If you told me last year I would work on a tea farm and learn all about Japanese tea, I would have thought you are crazy. Japan and tea production always seemed very far away for me, and being next to tea plants seemed surreal for me. However, this surreal dream came true for me now on a small, organic family tea farm in Shizuoka prefecture. This prefecture is quite in the middle of Japan on the main island of Honshu. It is the home to famous Mount Fuji and also about 50% of Japanese tea is produced here. The landscape is quite hilly and except at the coast very rural. The tea farmers I stayed in Shizuoka have quite a interesting story: Their parents were dentist and high school teacher, but their dream was always to become farmers, because they believe in organic farming and want to change the future to the better.
Tea production in Japan is nowadays a high technology matter: Most of the harvest and procession is done by machines, only a negligible amount is done by hand. But let's start from the beginning. All real tea (meaning tea from the tea plant and not fruit or herbal tea) is based on the same plant - The Camellia Sinensis. Alltough within that plant family there are different subtypes of tea plants, from all of these plant it is possible to make green, black, white, yellow, oolong, etc. tea. The type of tea is not determined by the plant, but by the procession method. Japan mainly produces green tea, but even within green tea there are many different types. The most common are Sencha (Japanese style, fermentation stopped by steaming), Gyokuro (Japanese style, like Sencha, but 21 days before harvest the tea bushes are covered by black cloth), Matcha (powdered Gyokuro), Chinese (fermentation stopped by hot plate) and Hojicha/Kukicha (roasted waste from Sencha productions, often also only the stems).
Black, white and yellow tea are mainly produced in China and India (although also Japan produces some black tea). Oolong is a typical Taiwanese tea type, and fortunately (because it is one of my favorite) the tea farm in Shizuoka also produces Oolong.
To produce any type of tea the leaves need to be harvested first. In Japan this is mainly done by machine. Either by a type of hedge trimmer operated by to people or a bigger harvester on wheels. Later can only be used if the ground is flat, which is rarely the case. Both types of harvest need additional people to carry bags, weighting between 5 and 30kg, from the tea field to a transporter.

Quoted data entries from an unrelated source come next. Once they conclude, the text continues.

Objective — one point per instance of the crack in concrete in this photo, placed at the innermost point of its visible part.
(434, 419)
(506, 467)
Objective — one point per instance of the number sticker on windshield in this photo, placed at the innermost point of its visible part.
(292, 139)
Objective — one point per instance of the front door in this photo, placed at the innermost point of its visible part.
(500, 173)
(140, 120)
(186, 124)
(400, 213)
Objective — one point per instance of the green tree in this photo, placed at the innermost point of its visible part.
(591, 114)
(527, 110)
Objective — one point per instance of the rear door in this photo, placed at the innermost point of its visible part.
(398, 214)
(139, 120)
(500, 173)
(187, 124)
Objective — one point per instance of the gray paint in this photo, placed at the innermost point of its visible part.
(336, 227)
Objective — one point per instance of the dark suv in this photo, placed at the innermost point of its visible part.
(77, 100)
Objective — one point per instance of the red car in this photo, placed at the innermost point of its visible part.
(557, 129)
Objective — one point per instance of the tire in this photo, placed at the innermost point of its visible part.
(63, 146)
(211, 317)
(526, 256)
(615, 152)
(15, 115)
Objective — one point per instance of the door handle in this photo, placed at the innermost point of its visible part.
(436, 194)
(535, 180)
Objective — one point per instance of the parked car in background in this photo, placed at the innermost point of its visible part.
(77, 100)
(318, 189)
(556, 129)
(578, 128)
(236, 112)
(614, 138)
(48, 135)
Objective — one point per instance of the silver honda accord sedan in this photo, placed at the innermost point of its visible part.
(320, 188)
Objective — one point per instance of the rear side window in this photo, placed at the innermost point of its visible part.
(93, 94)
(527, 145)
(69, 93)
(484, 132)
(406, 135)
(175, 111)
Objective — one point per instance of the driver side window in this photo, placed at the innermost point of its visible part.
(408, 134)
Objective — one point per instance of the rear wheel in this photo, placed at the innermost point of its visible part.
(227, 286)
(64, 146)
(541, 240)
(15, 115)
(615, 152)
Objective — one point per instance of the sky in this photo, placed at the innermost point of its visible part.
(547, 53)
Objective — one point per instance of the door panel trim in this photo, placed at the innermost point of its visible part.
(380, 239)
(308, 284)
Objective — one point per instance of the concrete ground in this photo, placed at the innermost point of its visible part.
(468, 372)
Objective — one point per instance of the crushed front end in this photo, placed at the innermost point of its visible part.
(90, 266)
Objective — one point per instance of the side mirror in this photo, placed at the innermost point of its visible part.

The next step is the actual procession in the tea plant. The farm I visited in Shizuoka is part of a production community grouping 40 organic farmers together. This means for them that the have a better position at the market, because of their size and also that they can use all needed machines together. In the factory at first the fermentation process is stopped by steaming the leaves. Then they are dried shortly, turned in big drums several times, grinded with two different machines to give the tea it's shape, turned again and dried completely. The total processing time is about 4 hours.
If you want to make Oolong the procession is very different. First of all the leaves need to wilt in the sun (between 10 and 25 minutes depending on the weather conditions). This starts the fermentation and is continued by keeping the leaves in the shade between 4 and 10 hours. During this times the leaves change in texture, color as well as smell. To stop the fermentation process they are afterwards shortly roasted at high temperature on a hot plate. Oolong is then kneaded in a specific way to get the optimal taste and finally dried on a hot plate again, but over a longer time (1-12 hours) on low heat. The timing, the duration and the techniques used for making Oolong are science in itself and every tea farmer has his own way.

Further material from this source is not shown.